I'm looking for a decent regex to match a URL (a full URL with scheme, domain, path etc.) I would normally use filter_var but I can't in this case as I have to support PHP<5.2!

I've searched the web but can't find anything that I'm confident will be fool-proof, and all I can find on SO is people saying to use filter_var.

Does anybody have a regex that they use for this?

My code (just so you can see what I'm trying to achieve):

function validate_url($url){
    if (function_exists('filter_var')){
        return filter_var($url, FILTER_VALIDATE_URL);
        }
    return preg_match(REGEX_HERE, $url);
    }

Solution 1:

I have created a solution for validating the domain. While it does not specifically cover the entire URL, it is very detailed and specific. The question you need to ask yourself is, "Why am I validating a domain?" If it is to see if the domain actually could exist, then you need to confirm the domain (including valid TLDs). The problem is, too many developers take the shortcut of ([a-z]{2,4}) and call it good. If you think along these lines, then why call it URL validation? It's not. It's just passing the URL through a regex.
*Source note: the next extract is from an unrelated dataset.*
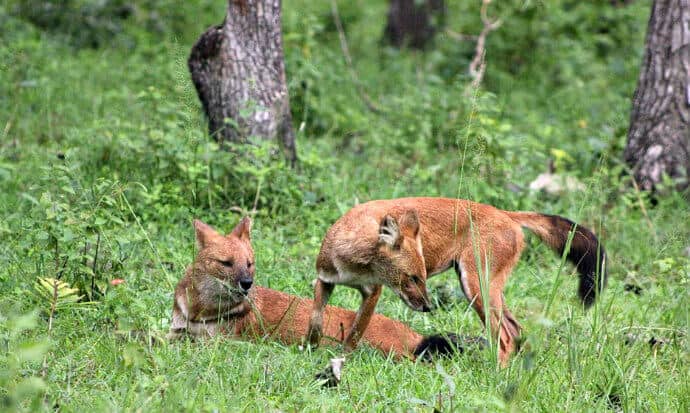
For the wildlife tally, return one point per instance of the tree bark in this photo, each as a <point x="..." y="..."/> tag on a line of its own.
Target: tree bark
<point x="413" y="23"/>
<point x="659" y="135"/>
<point x="238" y="70"/>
I have an open source class that will allow you to validate the domain not only using the single source for TLD management (iana.org), but it will also validate the domain via DNS records to make sure it actually exists. The DNS validating is optional, but the domain will be specifically valid based on TLD.

For example: example.ay is NOT a valid domain as the .ay TLD is invalid. But using the regex posted here ([a-z]{2,4}), it would pass. I have an affinity for quality. I try to express that in the code I write. Others may not really care. So if you want to simply "check" the URL, you can use the examples listed in these responses. If you actually want to validate the domain in the URL, you can have at the class I created to do just that. It can be downloaded at: http://code.google.com/p/blogchuck/source/browse/trunk/domains.php

It validates based on the RFCs that "govern" (using the term loosely) what determines a valid domain. In a nutshell, here is what the domains class will do: Basic rules of the domain validation

  • must be at least one character long
  • must start with a letter or number
  • contains letters, numbers, and hyphens
  • must end in a letter or number
  • may contain multiple nodes (i.e. node1.node2.node3)
  • each node can only be 63 characters long max
  • total domain name can only be 255 characters long max
  • must end in a valid TLD
  • can be an IP4 address

It will also download a copy of the master TLD file iana.org only after checking your local copy. If your local copy is outdated by 30 days, it will download a new copy. The TLDs in the file will be used in the REGEX to validate the TLD in the domain you are validating. This prevents the .ay (and other invalid TLDs) from passing validation.

This is a lengthy bit of code, but very compact considering what it does. And it is the most accurate. That's why I asked the question earlier. Do you want to do "validation" or simple "checking"?

Solution 2:

You could try this one. I haven't tried it myself but it's surely the biggest regexp I've ever seen, haha.

^(?#Protocol)(?:(?:ht|f)tp(?:s?)\:\/\/|~\/|\/)?(?#Username:Password)(?:\w+:\w+@)?(?#Subdomains)(?:(?:[-\w]+\.)+(?#TopLevel Domains)(?:com|org|net|gov|mil|biz|info|mobi|name|aero|jobs|museum|travel|[a-z]{2}))(?#Port)(?::[\d]{1,5})?(?#Directories)(?:(?:(?:\/(?:[-\w~!$+|.,=]|%[a-f\d]{2})+)+|\/)+|\?|#)?(?#Query)(?:(?:\?(?:[-\w~!$+|.,*:]|%[a-f\d{2}])+=?(?:[-\w~!$+|.,*:=]|%[a-f\d]{2})*)(?:&(?:[-\w~!$+|.,*:]|%[a-f\d{2}])+=?(?:[-\w~!$+|.,*:=]|%[a-f\d]{2})*)*)*(?#Anchor)(?:#(?:[-\w~!$+|.,*:=]|%[a-f\d]{2})*)?$